Michael Cragg of The Guardian wrote of the song, "There's a more textured, characterful feel to it all. By the final coda...you sort of feel happy to have them back."

==Chart performance==
"Invisible" entered the Irish Singles Chart at number 31, and reached number 24 in its second week. It debuted on the UK Singles Chart at number 65. In the United States, the song debuted at number 28 on the Billboard Alternative Songs chart, with U2 reclaiming the record for the most Alternative Songs appearances in the chart's 25-year archives with 39 songs, passing Pearl Jam (38), Green Day and Red Hot Chili Peppers (both 30). As of March 2014, the single has sold 64,000 copies in the United States.

==Music video==
A music video for "Invisible" was directed by Mark Romanek, and shot in black-and-white in a Santa Monica airport hangar in January 2014. It shows the band performing the song in front of a captive audience, against a massive screen with multiple video effects, with Bono singing to a circular hangdown microphone.
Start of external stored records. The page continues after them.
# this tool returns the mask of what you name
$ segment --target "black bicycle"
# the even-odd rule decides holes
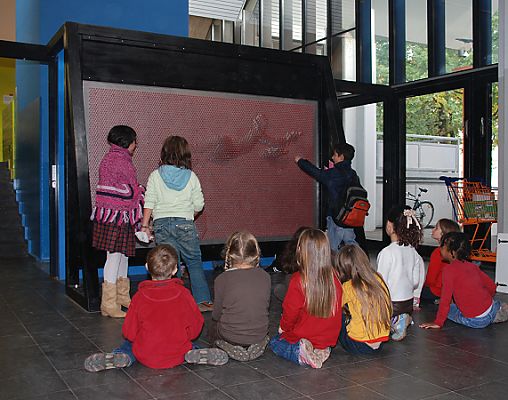
[[[418,190],[420,191],[418,195],[415,195],[411,192],[406,192],[406,200],[413,202],[412,209],[416,214],[418,222],[420,223],[422,228],[425,229],[430,226],[432,218],[434,218],[434,205],[430,201],[420,200],[422,193],[427,193],[428,189],[419,187]]]

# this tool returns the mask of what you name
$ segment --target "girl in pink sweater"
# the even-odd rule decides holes
[[[136,132],[116,125],[108,133],[109,151],[99,165],[95,195],[93,247],[107,252],[102,284],[101,313],[123,318],[121,306],[129,307],[128,257],[135,255],[134,227],[143,215],[143,187],[138,183],[132,155]]]

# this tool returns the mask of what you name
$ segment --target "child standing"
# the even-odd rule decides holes
[[[467,261],[470,252],[471,245],[463,233],[450,232],[441,239],[441,255],[450,264],[443,268],[436,319],[421,324],[420,328],[442,328],[446,318],[470,328],[485,328],[508,320],[508,304],[493,299],[496,284],[477,265]]]
[[[156,243],[170,244],[177,250],[189,271],[192,295],[199,309],[212,311],[194,224],[194,217],[204,205],[201,184],[192,171],[187,140],[169,136],[162,146],[160,166],[148,178],[141,229],[150,234],[148,224],[153,216]]]
[[[130,282],[128,257],[135,255],[134,226],[143,210],[143,187],[136,178],[132,156],[136,150],[136,132],[129,126],[116,125],[108,133],[109,151],[99,165],[99,183],[93,221],[92,246],[105,250],[101,313],[123,318],[121,306],[129,307]]]
[[[441,238],[448,232],[460,232],[460,226],[451,219],[442,218],[437,221],[436,226],[432,229],[432,239],[441,243]],[[427,269],[427,276],[423,284],[421,298],[430,302],[439,303],[441,297],[441,286],[443,284],[443,268],[446,262],[441,257],[441,250],[439,247],[434,249],[430,255],[429,268]]]
[[[215,279],[210,343],[237,361],[260,357],[269,340],[271,279],[259,268],[260,256],[251,233],[233,233],[224,248],[225,271]]]
[[[344,309],[339,341],[351,354],[376,353],[390,336],[392,302],[388,288],[360,247],[342,247],[335,260]]]
[[[177,278],[178,255],[169,245],[148,252],[146,267],[152,280],[139,284],[122,327],[126,339],[112,353],[96,353],[85,360],[85,369],[98,372],[131,366],[136,360],[149,368],[172,368],[184,361],[203,327],[201,315],[189,290]],[[227,355],[209,352],[208,363],[222,365]]]
[[[342,287],[332,267],[330,243],[319,229],[307,229],[297,245],[295,272],[282,303],[279,334],[270,348],[296,364],[321,368],[341,329]]]
[[[420,223],[407,206],[391,209],[386,221],[391,244],[377,257],[377,272],[383,277],[392,299],[392,339],[406,337],[413,307],[418,307],[425,280],[425,267],[416,247],[422,239]]]

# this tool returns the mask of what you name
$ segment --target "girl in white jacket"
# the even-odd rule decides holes
[[[392,208],[385,229],[391,244],[379,253],[377,271],[388,285],[392,299],[392,339],[400,341],[411,324],[413,307],[419,306],[425,281],[425,266],[416,252],[423,232],[414,211],[407,206]]]

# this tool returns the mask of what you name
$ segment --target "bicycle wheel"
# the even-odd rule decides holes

Footage from the video was used in the 60-second Super Bowl commercial, which aired on 2 February 2014. The full-length video premiered on 11 February 2014.

==Track listing==
- Digital download
1. "Invisible" ((RED) Edit Version) – 3:47

==Personnel==

U2
- Bono – lead vocals
- The Edge – guitar, backing vocals, Yamaha CP-80
- Adam Clayton – bass guitar
- Larry Mullen Jr. – drums, percussion

Additional performers
- Danger Mouse – synthesisers, programming
- Declan Gaffney – synthesisers, programming

Technical
- Danger Mouse – production
- Tom Elmhirst – mixing
- Ben Baptie – mixing assistance
- Declan Gaffney – recording
- Kennie Takahashi – additional recording
- "Classy" Joe Visciano – recording assistance
- Scott Sedillo – mastering

==Charts and certifications==

=== Weekly charts ===

Weekly chart performance for "Invisible"
| Chart (2014) | Peak position |
|---|---|
| Australia (ARIA) | 79 |
| Austria (Ö3 Austria Top 40) | 39 |
| Belgium (Ultratop 50 Flanders) | 43 |
| Belgium (Ultratop 50 Wallonia) | 9 |
| Canada Hot 100 (Billboard) | 44 |
| Canada Rock (Billboard) | 29 |
| Denmark (Tracklisten) | 28 |
| France (SNEP) | 11 |
| Germany (GfK) | 48 |
| Hungary (Single Top 40) | 3 |
| Ireland (IRMA) | 24 |
| Italy (FIMI) | 6 |
| Italy Airplay (EarOne) | 5 |
| Japan Hot 100 (Billboard) | 38 |
| Netherlands (Single Top 100) | 41 |
| Netherlands (Tipparade) | 8 |
| Portugal Digital Songs (Billboard) | 2 |
| Spain (Promusicae) | 5 |
| Switzerland (Schweizer Hitparade) | 22 |
| UK Singles (Official Charts Company) | 65 |
| US Bubbling Under Hot 100 (Billboard) | 8 |
| US Hot Rock & Alternative Songs (Billboard) | 15 |
| US Rock & Alternative Airplay (Billboard) | 12 |
| US Adult Alternative Airplay (Billboard) | 1 |
| US Alternative Airplay (Billboard) | 28 |
| US Mainstream Rock (Billboard) | 27 |

=== Year-end charts ===

Annual chart rankings for "Invisible"
| Chart (2014) | Position |
|---|---|
| Italy (Musica e dischi) | 92 |
| US Adult Alternative Songs (Billboard) | 24 |

===Certifications===

| Region | Certification | Certified units/sales |
| Italy (FIMI) | Gold | 15,000^{‡} |
^{‡} Sales+streaming figures based on certification alone.